Yesterday Herself got a hankering for lamb chops, something I never cook, so I cast around online for a recipe, hit the Whole Paycheck and got busy.

Turns out it’s pretty simple stuff — season four loin chops with paprika, salt and pepper, brown ’em in olive oil, add some halved shallots and stuff the whole mess into the oven at 400 for a few minutes.

Plate the lamb, then add some quartered plum tomatoes, kalamata olives and flat-leaf parsley to the skillet, toss, and serve it up alongside some wild rice and seared Brussels sprouts. Fast fast fast. A glass or two of Chateau du Cengele Côtes de Provence 2006 and you’re good to go.

I slightly undercooked the Brussels sprouts, but you can’t have everything. Not at Chez Dog, anyway. The chef de cuisine is as short-tempered as he is inept.

A fairytale of Bibleburg

¡Que bueno!
Careful, señores ... hot plate! Er, uh, hot bowl!
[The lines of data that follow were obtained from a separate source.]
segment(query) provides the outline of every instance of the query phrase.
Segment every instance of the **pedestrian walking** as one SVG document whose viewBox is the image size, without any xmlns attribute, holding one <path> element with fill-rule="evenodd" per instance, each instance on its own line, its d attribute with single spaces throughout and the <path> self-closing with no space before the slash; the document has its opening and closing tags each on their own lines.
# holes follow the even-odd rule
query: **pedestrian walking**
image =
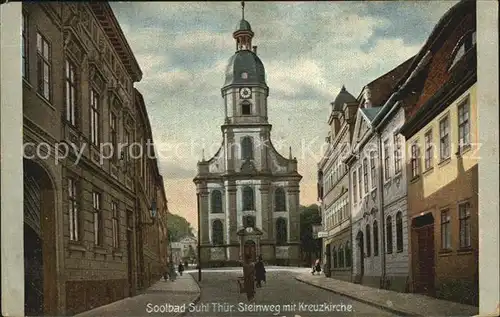
<svg viewBox="0 0 500 317">
<path fill-rule="evenodd" d="M 243 263 L 243 278 L 247 299 L 251 301 L 255 298 L 255 266 L 248 254 L 245 255 L 245 262 Z"/>
<path fill-rule="evenodd" d="M 261 255 L 259 255 L 257 263 L 255 263 L 255 281 L 258 288 L 262 287 L 262 282 L 266 282 L 266 268 L 264 267 L 264 262 L 262 262 Z"/>
<path fill-rule="evenodd" d="M 168 281 L 168 264 L 166 267 L 163 268 L 163 280 L 165 282 Z"/>
<path fill-rule="evenodd" d="M 184 265 L 182 265 L 182 262 L 179 263 L 179 267 L 177 268 L 179 271 L 179 274 L 182 276 L 182 272 L 184 272 Z"/>
<path fill-rule="evenodd" d="M 321 263 L 319 259 L 316 259 L 316 262 L 314 262 L 314 265 L 312 267 L 312 275 L 314 275 L 316 272 L 321 274 Z"/>
</svg>

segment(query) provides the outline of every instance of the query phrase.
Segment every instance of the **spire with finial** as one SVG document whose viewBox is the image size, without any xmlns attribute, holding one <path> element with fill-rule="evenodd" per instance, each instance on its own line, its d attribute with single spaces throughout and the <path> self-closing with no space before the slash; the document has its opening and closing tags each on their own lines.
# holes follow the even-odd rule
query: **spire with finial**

Given the nature of our impending Christmas Day feast — a quantity absurd of dead bird, with spuds, stuffing, etc. — I thought tonight’s meal should be something less, um, burly.
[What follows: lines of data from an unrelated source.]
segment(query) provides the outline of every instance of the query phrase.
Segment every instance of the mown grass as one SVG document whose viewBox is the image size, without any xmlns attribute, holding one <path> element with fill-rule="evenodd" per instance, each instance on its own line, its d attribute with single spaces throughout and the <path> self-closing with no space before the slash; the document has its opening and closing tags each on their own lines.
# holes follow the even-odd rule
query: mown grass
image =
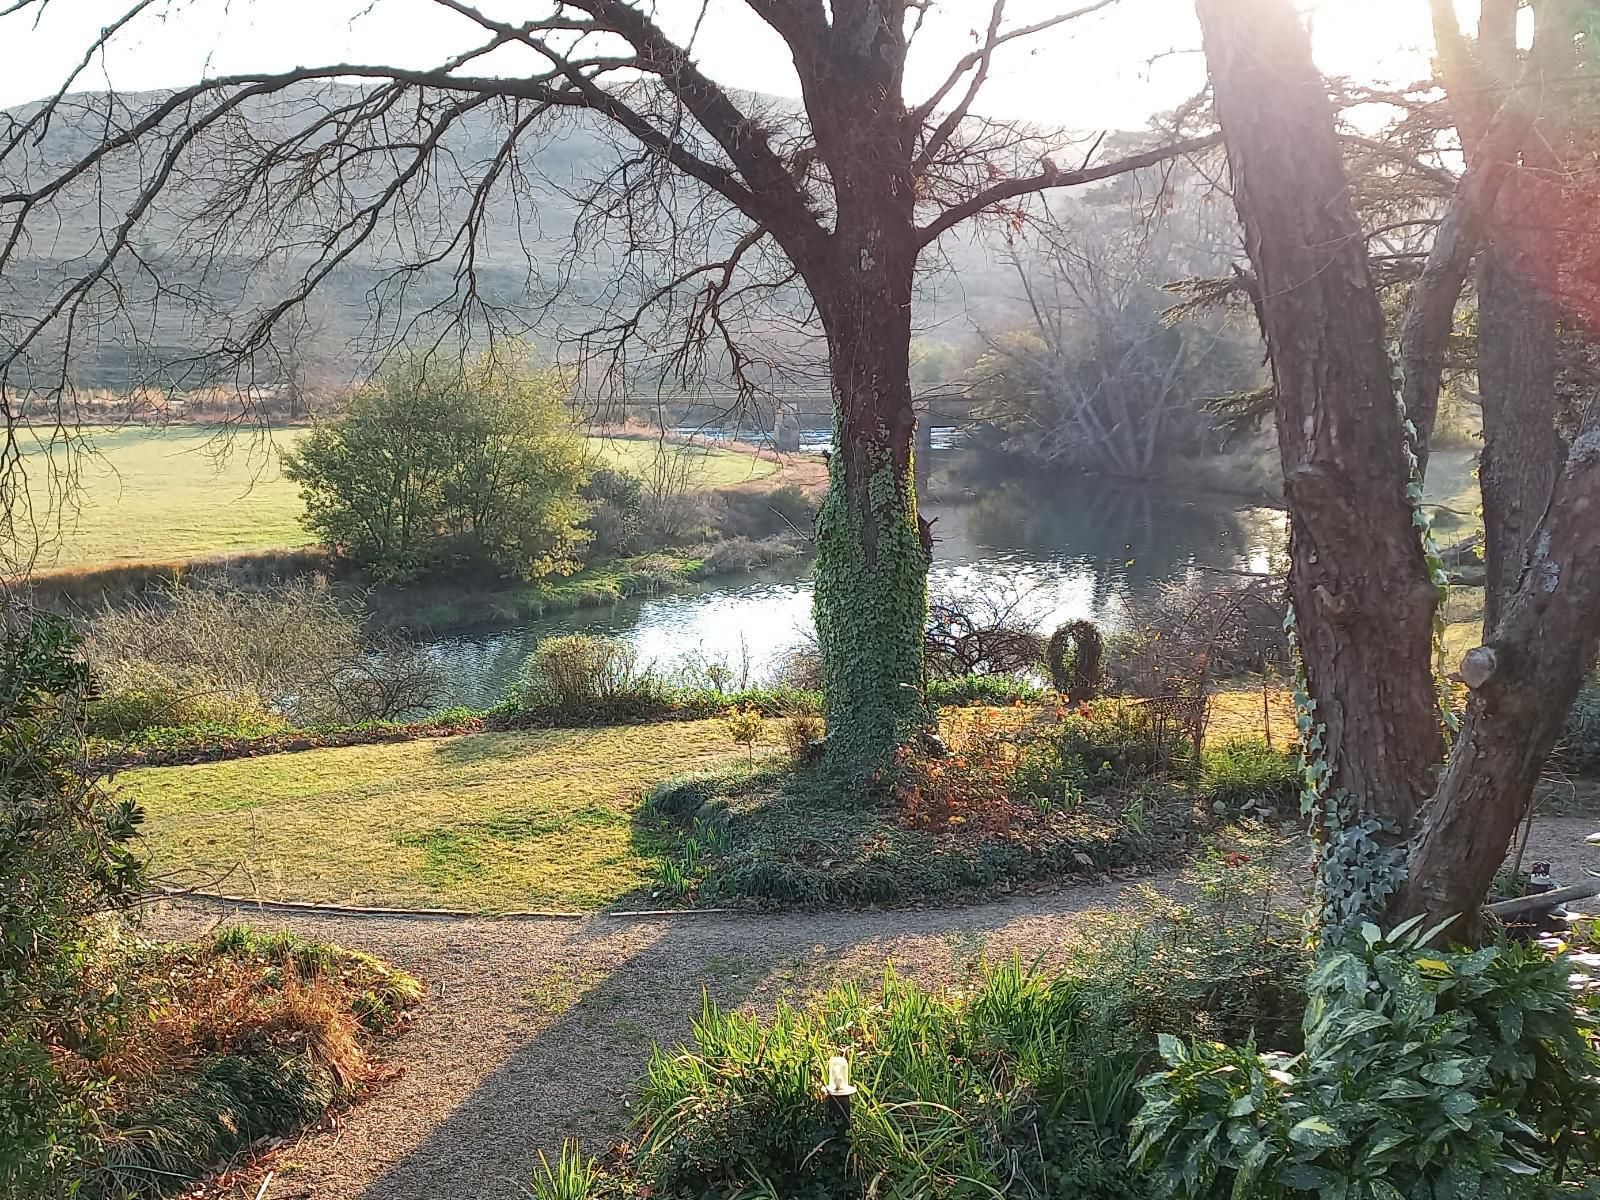
<svg viewBox="0 0 1600 1200">
<path fill-rule="evenodd" d="M 194 426 L 133 427 L 86 434 L 93 453 L 72 460 L 77 486 L 65 492 L 51 490 L 44 448 L 25 453 L 40 567 L 192 558 L 312 540 L 300 524 L 300 493 L 279 469 L 280 449 L 299 430 L 223 436 Z M 637 474 L 648 474 L 661 447 L 643 438 L 594 437 L 589 444 L 600 463 Z M 778 469 L 734 450 L 669 448 L 691 457 L 694 487 L 726 487 Z M 54 462 L 67 461 L 58 448 Z"/>
<path fill-rule="evenodd" d="M 776 742 L 776 730 L 768 745 Z M 118 777 L 157 874 L 265 899 L 594 909 L 653 879 L 640 795 L 744 757 L 720 720 L 308 750 Z"/>
</svg>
Hence, a Spanish vegetable soup with chickpeas and chard from Martha Rose Shulman’s “Recipes for Health.” You don’t need a salad with this bad boy because it is a salad — a hot, wet one full of tomatoes, chickpeas, garlic, onion, carrots, turnips, cabbage, Swiss chard and flat-leaf parsley.
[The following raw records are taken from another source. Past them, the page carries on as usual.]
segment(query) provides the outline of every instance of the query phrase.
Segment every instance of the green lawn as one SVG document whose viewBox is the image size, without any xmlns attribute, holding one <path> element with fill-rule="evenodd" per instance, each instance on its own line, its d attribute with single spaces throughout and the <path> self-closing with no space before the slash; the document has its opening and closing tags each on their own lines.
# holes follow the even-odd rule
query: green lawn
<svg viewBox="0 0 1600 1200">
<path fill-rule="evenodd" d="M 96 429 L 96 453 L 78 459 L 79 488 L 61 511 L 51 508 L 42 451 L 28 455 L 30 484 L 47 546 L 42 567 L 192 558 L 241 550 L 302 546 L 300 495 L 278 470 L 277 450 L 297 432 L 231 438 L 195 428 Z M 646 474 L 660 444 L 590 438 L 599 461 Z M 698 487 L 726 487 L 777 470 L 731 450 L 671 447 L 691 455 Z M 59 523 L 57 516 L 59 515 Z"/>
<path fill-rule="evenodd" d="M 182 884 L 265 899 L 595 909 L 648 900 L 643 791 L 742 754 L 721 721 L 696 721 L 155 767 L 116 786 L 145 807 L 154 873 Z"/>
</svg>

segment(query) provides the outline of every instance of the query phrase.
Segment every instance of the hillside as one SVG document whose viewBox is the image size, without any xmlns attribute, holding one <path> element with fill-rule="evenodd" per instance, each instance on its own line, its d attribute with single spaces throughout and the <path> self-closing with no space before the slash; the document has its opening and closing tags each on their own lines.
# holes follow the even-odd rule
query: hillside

A Spanish soup calls for a Spanish wine, thus the 2009 Penelope Sanchez.

Meanwhile, Herself has already made our Christmas dessert, a raspberry cobbler. If I showed it to you now, you wouldn’t have any appetite left for dinner. First vegetables, then dessert.

Now, if you’ll excuse me, Herself and I have a date to dance to “Fairytale of New York.” Y’all dance with the one what brung ye, and we’ll see you tomorrow.